De Staline à Hitler, souvenirs de deux ambassades 1936-1939
La série des mémoires publiée sur la période d’avant-guerre et de la guerre même par plusieurs des représentants les plus importants de la France à l’étranger se poursuit par le livre consacré par M. Robert Coulondre à Staline et à Hitler. Cette contribution à l’histoire contemporaine se distingue par une franchise et une liberté de ton qui font de cette œuvre une lecture extrêmement suggestive. Robert Coulondre, ambassadeur de France, a été appelé à deux observatoires particulièrement importants pour toute la période qui précéda immédiatement le déclenchement de la crise mondiale puisqu’il fut successivement ambassadeur à Moscou et à Berlin.
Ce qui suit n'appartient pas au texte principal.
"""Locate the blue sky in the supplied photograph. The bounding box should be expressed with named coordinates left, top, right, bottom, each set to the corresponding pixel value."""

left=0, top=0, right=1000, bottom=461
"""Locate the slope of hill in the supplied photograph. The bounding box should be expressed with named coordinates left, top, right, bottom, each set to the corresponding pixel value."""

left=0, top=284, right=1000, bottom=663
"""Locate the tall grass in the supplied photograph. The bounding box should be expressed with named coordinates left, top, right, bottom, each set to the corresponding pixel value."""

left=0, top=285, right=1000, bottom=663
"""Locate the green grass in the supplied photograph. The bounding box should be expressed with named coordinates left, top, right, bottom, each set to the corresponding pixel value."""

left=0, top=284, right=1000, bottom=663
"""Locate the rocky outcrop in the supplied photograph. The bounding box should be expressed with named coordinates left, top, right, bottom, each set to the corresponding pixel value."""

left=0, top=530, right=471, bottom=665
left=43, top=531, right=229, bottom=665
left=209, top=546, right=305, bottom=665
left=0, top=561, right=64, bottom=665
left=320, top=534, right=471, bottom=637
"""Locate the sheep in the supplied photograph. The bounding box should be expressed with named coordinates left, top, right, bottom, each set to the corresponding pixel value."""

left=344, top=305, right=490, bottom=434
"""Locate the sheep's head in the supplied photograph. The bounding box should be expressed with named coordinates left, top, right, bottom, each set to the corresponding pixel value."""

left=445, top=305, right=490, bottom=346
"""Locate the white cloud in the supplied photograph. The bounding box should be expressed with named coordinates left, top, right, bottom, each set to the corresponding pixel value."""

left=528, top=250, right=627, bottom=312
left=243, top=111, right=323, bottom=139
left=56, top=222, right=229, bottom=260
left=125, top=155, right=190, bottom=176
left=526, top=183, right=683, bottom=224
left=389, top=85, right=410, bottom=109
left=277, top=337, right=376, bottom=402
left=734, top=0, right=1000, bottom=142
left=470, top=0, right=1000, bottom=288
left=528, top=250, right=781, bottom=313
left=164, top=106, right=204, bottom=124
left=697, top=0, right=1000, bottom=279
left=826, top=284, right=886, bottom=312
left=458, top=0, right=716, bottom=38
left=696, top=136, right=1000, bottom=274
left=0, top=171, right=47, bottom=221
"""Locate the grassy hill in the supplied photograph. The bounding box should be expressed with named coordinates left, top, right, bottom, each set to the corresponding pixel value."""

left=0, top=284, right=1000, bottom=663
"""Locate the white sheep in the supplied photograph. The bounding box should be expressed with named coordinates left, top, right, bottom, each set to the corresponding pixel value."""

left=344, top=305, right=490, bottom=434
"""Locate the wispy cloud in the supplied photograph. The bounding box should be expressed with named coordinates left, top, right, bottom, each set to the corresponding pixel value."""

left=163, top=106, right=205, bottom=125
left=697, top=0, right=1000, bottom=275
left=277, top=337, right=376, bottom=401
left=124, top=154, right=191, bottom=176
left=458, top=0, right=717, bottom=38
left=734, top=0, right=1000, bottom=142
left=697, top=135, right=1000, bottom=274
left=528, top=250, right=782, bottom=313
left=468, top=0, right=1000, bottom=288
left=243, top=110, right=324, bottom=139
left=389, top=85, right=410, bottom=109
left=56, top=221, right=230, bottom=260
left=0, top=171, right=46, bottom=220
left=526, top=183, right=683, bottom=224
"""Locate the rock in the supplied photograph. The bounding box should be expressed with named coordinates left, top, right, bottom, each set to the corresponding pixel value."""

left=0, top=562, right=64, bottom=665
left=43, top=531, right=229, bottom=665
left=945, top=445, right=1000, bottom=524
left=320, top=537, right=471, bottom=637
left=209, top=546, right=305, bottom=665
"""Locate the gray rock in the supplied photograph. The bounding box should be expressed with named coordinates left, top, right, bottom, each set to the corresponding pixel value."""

De Moscou, il nous donne une série de tableaux brossés d’une plume alerte et des jugements portés avec une liberté d’esprit des plus sympathiques. Rien n’a échappé à l’œil vigilant et pénétrant de ce Provençal plein d’humour et de bon sens. Il ne se fait aucune illusion sur le régime, ni sur ses maîtres ni sur son chef suprême, mais il juge à sa juste valeur la puissance de cet immense État et l’effort déployé par ses maîtres en vue d’un conflit qui lui paraît de plus en plus imminent. Aussi est-ce avec un véritable désespoir qu’il voit la faute commise à Munich en tenant à l’écart de l’entente occidentale un partenaire de cette importance. Quand il est brusquement transplanté à Berlin où il remplace François-Poncet, lui-même muté à Rome, Coulondre se rend compte des dangers qu’offre pour l’Europe et la paix du monde l’esprit déséquilibré et mégalomane d’un Hitler et les illusions de son entourage.
Les pages qui décrivent les derniers jours de la crise diplomatique qui précéda le déclenchement du drame sont le pendant de celles où François-Poncet décrit à Rome le mouvement fatal où entraînèrent l’Italie l’orgueil d’un Mussolini et la duplicité d’un Ciano.